The Pet Lady

Dear Pet Lady,

My lovely and talented friend, Shelley, dotes insanely on her sheltie, which she has named Sheltie Shelterton. It is to the point where she is alienating potential suitors and even existing relatives. How can I tell her to cool it on the pooch?

Worried in Walla Walla

Dear Walter,

Pets are our closest link to Nature-red-in-tooth-and-claw (unless we are rural and accustomed to gelding stallions, beheading chickens, and branding bawling cattle, which is a different story entirely). Thus, we must expect a certain amount of low-level pet gore, especially from our feline fur friends, who—like their leonine ancestors—love to kill, kill, kill. The Pet Lady recalls one particular house cat who fancied himself a tiger and slaughtered many a Capitol Hill rat or pigeon (the rodent’s avian equivalent). As for the disposal of each carcass, the Pet Lady’s method was to steel herself (as you must, cherie), obtain a shovel from the garage, and scoop it up.
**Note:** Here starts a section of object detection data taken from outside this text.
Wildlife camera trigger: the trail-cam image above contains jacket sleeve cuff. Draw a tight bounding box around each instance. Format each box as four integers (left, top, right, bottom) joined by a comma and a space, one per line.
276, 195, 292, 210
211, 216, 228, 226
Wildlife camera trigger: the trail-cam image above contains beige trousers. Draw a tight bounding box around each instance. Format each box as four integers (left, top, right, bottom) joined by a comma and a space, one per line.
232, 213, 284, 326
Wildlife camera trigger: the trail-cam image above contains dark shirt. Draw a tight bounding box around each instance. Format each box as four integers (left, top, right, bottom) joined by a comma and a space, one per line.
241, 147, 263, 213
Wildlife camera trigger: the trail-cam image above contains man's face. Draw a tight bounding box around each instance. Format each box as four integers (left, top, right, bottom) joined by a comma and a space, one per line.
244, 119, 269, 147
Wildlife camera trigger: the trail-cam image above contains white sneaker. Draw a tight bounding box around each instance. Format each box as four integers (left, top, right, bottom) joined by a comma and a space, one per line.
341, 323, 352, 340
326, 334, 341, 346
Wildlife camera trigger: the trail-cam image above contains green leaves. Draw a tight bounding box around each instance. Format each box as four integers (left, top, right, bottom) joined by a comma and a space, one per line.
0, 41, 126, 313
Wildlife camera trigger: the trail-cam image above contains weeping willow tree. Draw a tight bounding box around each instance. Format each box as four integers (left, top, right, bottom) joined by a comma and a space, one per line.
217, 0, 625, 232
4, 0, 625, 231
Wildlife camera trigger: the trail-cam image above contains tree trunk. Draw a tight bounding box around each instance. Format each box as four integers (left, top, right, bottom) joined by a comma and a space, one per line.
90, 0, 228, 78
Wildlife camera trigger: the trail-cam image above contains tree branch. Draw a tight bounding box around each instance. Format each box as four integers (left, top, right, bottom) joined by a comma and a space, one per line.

Now the Pet Lady is far from squeamish, but the sight of a poor bewhiskered Stuart Little head hanging by a tendon—or perhaps just the spine—off the end of the shovel would give her the vapors. But it is not fair to call upon your handsome neighbor to dispose of your pet’s prey, and being a lady is no excuse. Just think brave thoughts and have a nice nog afterward.

The Pet Lady

Dear Pet Lady,

Crawly, my pet tarantula, always gets a little down after Halloween. This year, his seasonal depression seems to be protracting. I tried putting him in the basement where it’s nice and creepy, but he still seems sad and strangely inert.

Sorrowful Spider

Dear Tarantella,

Gore, indeed. Gore, gore, gore. You, dear reader, might indeed think your small children would be traumatized by your indelicately named Fat Cat’s consuming Tweeties numbers One through Four. The Pet Lady would suggest, rather, that you cast this serial misfortune in the light of instruction. Explain to your offspring that this is what happens to people foolish enough to let the bird out while attending four successive Nader rallies. You might just let the Tweety series end here, rather than waiting for New Year’s Eve and another certain death, or sate the cat with a Cornish game hen on such occasions. Remember, a gory bird in hand is worth any number in the bush.